First Author: M.Phylactou UK

Co Author(s):    F. Matarazzo   E. Jones                 

Abstract Details


We describe a case of indapamide-induced bilateral choroidal effusion, first time reported in pseudophakic patient, associated with no change in visual acuity and stable refraction.


Moorfields Eye Hospital


A 70-year-old male was referred for ophthalmic assessment, complaining of binasal visual field defect for 2 days. He had been started on treatment with indapamide three weeks earlier. His past ophthalmic history included bilateral cataract surgery and intraocular lens (IOL) implant.


On ophthalmic examination, best-corrected visual acuity (BCVA) was 6/9 right and 6/6 left, intraocular pressure (IOP) was 10mmHg in both eyes and the bilateral nasal field defect was confirmed on confrontation. Fundal examination revealed bilateral choroidal effusions; b-scan ultrasonography was used to measure the extent of the choroidal detachment and the anterior chamber depth (ACD).

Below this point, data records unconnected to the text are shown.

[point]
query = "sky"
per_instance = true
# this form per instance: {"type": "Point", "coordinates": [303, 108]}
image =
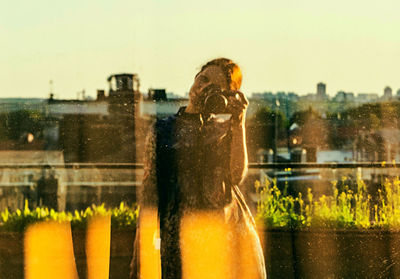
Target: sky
{"type": "Point", "coordinates": [285, 45]}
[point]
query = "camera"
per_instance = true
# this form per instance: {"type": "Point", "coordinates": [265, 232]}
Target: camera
{"type": "Point", "coordinates": [216, 100]}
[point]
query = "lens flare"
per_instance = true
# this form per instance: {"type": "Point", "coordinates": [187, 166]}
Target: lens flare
{"type": "Point", "coordinates": [98, 247]}
{"type": "Point", "coordinates": [49, 252]}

Discontinuation of indapamide resulted in spontaneous resolution of choroidal effusion after three days. Our case is the first in the literature that describes bilateral choroidal effusion induced by indapamide in a pseudophakic patient. The lack of myopic shift likely resulted in a later presentation, enhancing the theory that lens thickening and/or accommodative spasm may play a crucial role in pathophysiology.